Even some justices who seemed sympathetic to the plaintiffs expressed qualms about how to administer a lawsuit involving as many as 1.5 million women seeking back pay that could amount to billions of dollars. Others appeared worried about the consequences for other businesses of a ruling that would allow the case against Wal-Mart to go forward.

The mere certification of a class-action suit can prompt defendants to settle in light of the sums at stake, and the justices struggled to find a way to distinguish between gaps in pay that might have benign explanations and those caused by unlawful discrimination.

The court of Chief Justice John G. Roberts Jr. has recently issued a series of rulings in favor of plaintiffs suing for employment discrimination that cut against the court’s pro-business reputation. The Wal-Mart case dwarfs those rulings in importance. It is the largest employment discrimination class action in history, and the court’s decision, expected by June, will probably be its most important business ruling this term.

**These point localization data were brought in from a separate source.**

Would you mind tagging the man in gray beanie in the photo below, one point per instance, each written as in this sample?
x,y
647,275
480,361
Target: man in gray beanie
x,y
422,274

The issue before the justices at Tuesday’s arguments was not whether Wal-Mart, the country’s largest retailer and biggest private employer, discriminated against women who worked there. For now, the question in the case, Wal-Mart Stores v. Dukes, No. 10-277, is whether hundreds of thousands of female workers have enough in common to join together in a single lawsuit.

The plaintiffs’ theory is that a centralized companywide policy gave local managers too much discretion in pay and promotion decisions, leaving Wal-Mart vulnerable to gender stereotypes. The plaintiffs have presented sworn statements and statistics to support their claim.

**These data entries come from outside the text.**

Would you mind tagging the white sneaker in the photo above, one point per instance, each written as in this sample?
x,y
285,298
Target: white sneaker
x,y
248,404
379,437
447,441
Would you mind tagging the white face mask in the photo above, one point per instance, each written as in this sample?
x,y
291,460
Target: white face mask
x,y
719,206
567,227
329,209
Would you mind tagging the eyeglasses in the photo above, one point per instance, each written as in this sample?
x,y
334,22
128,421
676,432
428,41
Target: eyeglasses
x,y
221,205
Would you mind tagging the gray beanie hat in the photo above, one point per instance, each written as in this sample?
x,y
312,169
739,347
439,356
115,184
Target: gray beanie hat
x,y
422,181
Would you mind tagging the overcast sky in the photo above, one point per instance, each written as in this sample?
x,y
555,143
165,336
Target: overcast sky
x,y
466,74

Wal-Mart calls that evidence unrepresentative and unreliable. The company says its policies expressly bar discrimination and promote diversity. In any event, the company says, the plaintiffs — who worked in 3,400 stores in 170 job classifications — do not have enough in common to warrant class-action treatment.

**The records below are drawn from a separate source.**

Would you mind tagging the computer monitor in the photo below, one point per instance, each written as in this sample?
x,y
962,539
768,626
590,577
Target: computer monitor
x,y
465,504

Justice Anthony M. Kennedy said the theory about how the company discriminated — through a central policy conferring local discretion — was internally inconsistent. “Your complaint faces in two directions,” he told a lawyer for the plaintiffs.

But Justice Stephen G. Breyer said Wal-Mart could be held accountable if it failed to take action in the face of reports of discrimination from its stores. “Should central management under the law have withdrawn some of the subjective discretion in order to stop these results?” Justice Breyer asked.

Justice Ruth Bader Ginsburg agreed, saying that companies had a responsibility to make sure that women were treated fairly in local workplaces. And Justice Elena Kagan said that “excessive subjectivity” may be a policy that violates the civil rights laws.

But Justice Antonin Scalia was unconvinced.

“I’m getting whipsawed here,” he told the plaintiffs’ lawyer, Joseph M. Sellers. “On the one hand, you say the problem is that they were utterly subjective, and on the other hand you say there is strong corporate culture that guides all of this. Well, which is it?”

Mr. Sellers responded that “there is this broad discretion given the managers” but that “they do not make their decisions in a vacuum.” Managers, he went on, “are informed by the company about how to exercise that discretion.”

That did not satisfy Justice Scalia. “If somebody tells you how to exercise discretion,” he said, “you don’t have discretion.”

Theodore J. Boutrous Jr., a lawyer for Wal-Mart, said the handful of women named as plaintiffs who seek to represent the entire class did not have typical experiences at the company.

“Each of the plaintiffs have very different stories,” he said. “One of them was promoted into a managerial position. One was terminated for disciplinary violations. One was promoted and then had a disciplinary problem and then was demoted.”

He added that “this class includes at least 544 store managers who are alleged to be discriminators and victims.”

Several justices had practical concerns.

“What seems to me a very serious problem in this case is, how do you work out the back pay?” Justice Ginsburg asked.